O novo projeto no começo de sua redação enfatiza a continuação do sistema de transporte nas mãos da iniciativa privada, alegando que “Administração Pública Municipal não dispõe de condições técnicas, recursos humanos e capacidade econômico-financeira para assumir tal encargo e ainda investir na qualidade, na modernização e atualização tecnológica e na melhoria contínua do serviço (…)”. O texto segue elencando através de artigos, diversas mudanças tais como nos nomes dos tipos de linhas, nos diversos possíveis tipos de concessão e também – pasmem – a possibilidade de concessão planejada num prazo máximo de 20 anos e abrindo uma exceção para casos em que as empresas invistam valores muito altos, para 35 anos.
Em outras palavras, na próxima votação para a licitação das empresas é bem possível que seja aprovada a renovação do contrato das atuais empresas para mais 20 anos e quiçá 35. Questiona-se, então, o tamanho do espaço dado às empresas privadas para atuarem no meio de um serviço que era para ser público e gratuito, assim como qualquer outro serviço público é e o tipo de democracia que temos num regime onde se garante a exploração do transporte coletivo por até 70 anos por uma mesma empresa.
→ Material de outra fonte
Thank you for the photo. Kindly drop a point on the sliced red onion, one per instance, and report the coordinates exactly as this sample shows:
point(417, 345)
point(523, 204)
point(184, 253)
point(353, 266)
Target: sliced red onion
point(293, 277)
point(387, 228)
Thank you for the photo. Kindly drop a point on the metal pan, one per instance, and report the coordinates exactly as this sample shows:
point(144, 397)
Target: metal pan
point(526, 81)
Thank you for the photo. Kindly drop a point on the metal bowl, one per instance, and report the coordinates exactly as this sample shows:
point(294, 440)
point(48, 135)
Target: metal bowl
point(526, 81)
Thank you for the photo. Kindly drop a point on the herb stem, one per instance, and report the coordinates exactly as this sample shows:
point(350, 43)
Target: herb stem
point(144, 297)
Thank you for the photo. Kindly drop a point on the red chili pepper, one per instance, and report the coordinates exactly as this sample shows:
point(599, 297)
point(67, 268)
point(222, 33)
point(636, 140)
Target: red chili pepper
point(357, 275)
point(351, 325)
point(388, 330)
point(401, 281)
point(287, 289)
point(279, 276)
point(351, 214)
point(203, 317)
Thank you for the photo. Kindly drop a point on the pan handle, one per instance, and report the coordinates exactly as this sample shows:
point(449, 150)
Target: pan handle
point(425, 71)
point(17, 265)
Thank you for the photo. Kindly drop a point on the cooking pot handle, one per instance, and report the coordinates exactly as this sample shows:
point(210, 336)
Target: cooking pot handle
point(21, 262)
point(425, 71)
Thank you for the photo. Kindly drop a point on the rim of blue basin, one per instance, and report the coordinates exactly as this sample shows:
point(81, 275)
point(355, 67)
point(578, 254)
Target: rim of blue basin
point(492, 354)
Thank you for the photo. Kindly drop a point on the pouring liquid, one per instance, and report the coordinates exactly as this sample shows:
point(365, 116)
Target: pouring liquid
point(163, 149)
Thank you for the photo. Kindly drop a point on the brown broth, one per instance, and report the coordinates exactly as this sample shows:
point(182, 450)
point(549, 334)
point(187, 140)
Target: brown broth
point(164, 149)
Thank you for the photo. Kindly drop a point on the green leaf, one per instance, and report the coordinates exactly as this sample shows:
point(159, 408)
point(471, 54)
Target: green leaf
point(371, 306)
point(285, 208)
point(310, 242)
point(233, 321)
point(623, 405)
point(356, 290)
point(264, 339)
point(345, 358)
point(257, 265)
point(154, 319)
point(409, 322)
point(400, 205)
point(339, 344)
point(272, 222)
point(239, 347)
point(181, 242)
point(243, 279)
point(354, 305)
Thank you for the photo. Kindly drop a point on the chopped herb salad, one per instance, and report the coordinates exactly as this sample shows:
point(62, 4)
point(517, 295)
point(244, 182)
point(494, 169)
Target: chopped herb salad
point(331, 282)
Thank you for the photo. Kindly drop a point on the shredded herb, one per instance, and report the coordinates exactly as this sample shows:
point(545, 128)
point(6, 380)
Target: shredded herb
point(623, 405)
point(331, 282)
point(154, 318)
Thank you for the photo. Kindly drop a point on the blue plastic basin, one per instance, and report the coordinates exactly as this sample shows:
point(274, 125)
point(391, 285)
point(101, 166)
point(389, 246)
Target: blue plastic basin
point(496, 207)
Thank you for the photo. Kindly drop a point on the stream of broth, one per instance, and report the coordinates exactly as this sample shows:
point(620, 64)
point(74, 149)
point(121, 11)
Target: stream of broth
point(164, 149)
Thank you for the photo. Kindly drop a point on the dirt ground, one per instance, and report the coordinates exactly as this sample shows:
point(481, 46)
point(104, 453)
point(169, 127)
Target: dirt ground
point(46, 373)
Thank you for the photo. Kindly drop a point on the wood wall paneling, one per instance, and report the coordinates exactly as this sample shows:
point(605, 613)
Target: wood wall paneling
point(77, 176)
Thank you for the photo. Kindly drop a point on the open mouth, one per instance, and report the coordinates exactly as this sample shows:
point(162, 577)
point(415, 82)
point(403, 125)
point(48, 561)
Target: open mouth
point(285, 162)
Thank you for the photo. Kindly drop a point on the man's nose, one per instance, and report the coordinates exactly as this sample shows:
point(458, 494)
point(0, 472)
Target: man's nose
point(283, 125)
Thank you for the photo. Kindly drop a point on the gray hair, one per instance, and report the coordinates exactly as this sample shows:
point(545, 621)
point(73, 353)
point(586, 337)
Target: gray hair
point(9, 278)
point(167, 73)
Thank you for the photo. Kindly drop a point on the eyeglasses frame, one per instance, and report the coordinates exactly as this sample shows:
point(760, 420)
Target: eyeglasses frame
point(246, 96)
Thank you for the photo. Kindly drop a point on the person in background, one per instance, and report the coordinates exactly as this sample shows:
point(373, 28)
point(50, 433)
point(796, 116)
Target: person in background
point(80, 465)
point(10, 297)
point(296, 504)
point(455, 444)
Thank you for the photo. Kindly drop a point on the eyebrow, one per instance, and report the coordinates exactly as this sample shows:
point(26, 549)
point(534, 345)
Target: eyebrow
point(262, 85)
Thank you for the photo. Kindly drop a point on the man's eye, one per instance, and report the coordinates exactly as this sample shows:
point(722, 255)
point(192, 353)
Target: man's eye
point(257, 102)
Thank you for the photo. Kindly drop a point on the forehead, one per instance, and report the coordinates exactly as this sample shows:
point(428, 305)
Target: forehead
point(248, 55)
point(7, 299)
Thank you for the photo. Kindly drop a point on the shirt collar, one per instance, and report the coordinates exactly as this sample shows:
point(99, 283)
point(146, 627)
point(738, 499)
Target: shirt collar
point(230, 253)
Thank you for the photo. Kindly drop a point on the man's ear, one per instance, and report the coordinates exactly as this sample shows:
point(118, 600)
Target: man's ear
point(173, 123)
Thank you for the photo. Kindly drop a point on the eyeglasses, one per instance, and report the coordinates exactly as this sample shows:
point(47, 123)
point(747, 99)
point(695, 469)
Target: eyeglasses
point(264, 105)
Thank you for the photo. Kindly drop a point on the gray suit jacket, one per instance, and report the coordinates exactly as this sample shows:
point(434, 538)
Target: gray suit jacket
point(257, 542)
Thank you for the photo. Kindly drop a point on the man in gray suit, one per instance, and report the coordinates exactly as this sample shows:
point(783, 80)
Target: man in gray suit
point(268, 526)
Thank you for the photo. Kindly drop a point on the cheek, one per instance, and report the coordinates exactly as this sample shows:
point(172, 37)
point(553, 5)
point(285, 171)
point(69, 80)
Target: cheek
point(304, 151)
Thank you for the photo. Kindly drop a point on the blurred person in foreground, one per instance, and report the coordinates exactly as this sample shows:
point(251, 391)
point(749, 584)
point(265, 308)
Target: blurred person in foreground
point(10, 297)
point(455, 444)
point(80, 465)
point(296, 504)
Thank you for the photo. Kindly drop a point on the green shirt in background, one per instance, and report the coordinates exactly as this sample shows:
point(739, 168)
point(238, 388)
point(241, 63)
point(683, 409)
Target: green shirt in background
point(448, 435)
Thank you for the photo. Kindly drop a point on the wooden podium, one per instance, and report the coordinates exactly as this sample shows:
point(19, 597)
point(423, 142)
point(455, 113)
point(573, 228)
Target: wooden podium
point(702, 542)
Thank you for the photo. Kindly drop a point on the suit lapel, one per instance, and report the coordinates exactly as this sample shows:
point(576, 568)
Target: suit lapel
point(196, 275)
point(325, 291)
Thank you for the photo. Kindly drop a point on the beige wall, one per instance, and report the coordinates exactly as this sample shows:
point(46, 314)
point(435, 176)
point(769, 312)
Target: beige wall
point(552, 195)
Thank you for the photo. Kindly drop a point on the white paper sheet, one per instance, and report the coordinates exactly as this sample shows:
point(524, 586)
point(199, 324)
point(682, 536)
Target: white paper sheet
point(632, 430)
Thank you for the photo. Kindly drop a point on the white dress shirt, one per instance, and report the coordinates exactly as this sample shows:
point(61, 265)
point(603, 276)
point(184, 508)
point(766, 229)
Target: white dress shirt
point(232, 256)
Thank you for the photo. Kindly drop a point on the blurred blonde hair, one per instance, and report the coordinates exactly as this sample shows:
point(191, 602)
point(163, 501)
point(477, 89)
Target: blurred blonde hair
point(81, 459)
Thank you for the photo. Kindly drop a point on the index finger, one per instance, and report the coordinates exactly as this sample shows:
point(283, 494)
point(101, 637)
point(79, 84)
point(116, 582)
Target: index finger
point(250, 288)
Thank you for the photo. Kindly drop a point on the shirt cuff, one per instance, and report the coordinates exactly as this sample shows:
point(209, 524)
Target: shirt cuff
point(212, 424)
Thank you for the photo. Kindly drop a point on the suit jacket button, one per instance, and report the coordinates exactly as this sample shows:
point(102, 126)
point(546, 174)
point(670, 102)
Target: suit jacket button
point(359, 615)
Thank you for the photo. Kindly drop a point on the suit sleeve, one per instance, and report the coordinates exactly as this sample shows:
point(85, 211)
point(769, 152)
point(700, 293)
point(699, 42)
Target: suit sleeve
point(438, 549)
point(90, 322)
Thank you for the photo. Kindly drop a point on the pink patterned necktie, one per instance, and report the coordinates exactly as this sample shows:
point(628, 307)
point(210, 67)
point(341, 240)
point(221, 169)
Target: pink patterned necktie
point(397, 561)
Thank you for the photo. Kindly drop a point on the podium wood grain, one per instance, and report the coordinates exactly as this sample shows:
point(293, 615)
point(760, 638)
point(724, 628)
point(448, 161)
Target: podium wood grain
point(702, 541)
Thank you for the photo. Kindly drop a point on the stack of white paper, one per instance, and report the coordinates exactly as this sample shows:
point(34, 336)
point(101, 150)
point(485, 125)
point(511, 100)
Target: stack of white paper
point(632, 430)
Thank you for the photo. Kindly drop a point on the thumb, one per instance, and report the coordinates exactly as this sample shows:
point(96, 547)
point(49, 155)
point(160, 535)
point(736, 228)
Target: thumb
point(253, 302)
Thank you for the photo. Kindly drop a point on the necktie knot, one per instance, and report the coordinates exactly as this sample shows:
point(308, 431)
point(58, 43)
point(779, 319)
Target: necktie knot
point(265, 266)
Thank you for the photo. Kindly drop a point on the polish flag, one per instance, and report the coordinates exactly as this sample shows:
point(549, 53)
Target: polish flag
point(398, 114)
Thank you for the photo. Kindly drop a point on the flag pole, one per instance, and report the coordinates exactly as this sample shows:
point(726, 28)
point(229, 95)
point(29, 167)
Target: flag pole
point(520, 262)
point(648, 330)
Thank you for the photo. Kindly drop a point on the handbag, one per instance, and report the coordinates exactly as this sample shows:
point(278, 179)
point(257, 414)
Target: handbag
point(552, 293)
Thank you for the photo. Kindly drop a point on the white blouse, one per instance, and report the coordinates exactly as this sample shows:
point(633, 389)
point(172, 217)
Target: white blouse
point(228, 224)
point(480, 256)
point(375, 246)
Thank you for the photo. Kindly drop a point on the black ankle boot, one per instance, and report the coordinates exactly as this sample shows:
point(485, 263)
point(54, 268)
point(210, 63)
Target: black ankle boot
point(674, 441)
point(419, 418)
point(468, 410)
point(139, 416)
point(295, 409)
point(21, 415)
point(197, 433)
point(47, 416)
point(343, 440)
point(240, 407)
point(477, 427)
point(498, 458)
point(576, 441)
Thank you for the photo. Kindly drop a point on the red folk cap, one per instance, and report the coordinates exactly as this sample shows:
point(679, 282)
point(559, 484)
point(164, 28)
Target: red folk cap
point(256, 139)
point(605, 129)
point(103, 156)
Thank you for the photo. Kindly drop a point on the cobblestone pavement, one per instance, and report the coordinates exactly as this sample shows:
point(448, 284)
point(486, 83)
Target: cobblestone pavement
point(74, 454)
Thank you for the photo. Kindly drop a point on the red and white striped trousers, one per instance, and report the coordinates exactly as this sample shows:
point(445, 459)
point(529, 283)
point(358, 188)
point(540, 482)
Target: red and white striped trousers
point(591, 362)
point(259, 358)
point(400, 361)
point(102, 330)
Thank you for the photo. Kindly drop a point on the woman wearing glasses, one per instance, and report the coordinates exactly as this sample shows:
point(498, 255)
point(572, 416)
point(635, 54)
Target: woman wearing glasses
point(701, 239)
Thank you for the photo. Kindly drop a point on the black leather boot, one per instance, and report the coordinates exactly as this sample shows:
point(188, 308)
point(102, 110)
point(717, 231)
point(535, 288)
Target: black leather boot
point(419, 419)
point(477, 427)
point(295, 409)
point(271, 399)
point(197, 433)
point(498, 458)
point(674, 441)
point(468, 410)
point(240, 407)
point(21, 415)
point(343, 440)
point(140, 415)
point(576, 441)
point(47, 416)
O projeto também aprovou a abertura para incorporações, cisões, fusões e transferência do seu controle societário desde que o poder público dê o seu aval. Além disto, a tarifa continuará a ser através da divisão do custo total dos serviços entre os passageiros pagantes. Ou seja, a população continuará pagando o lucro dos presidentes das empresas e também garante o espaço delas de estarem atuando, mesmo depois do término do contrato, até quando um novo processo de licitação seja votado. Deixando evidente o caráter dos ajustes votados no dia. Os mais importantes, claramente, foram acrescentados para a facilitação da vida das empresas privadas no processo de atuação de suas concessões, em um sistema o qual o direito de ir e vir da população tem um preço.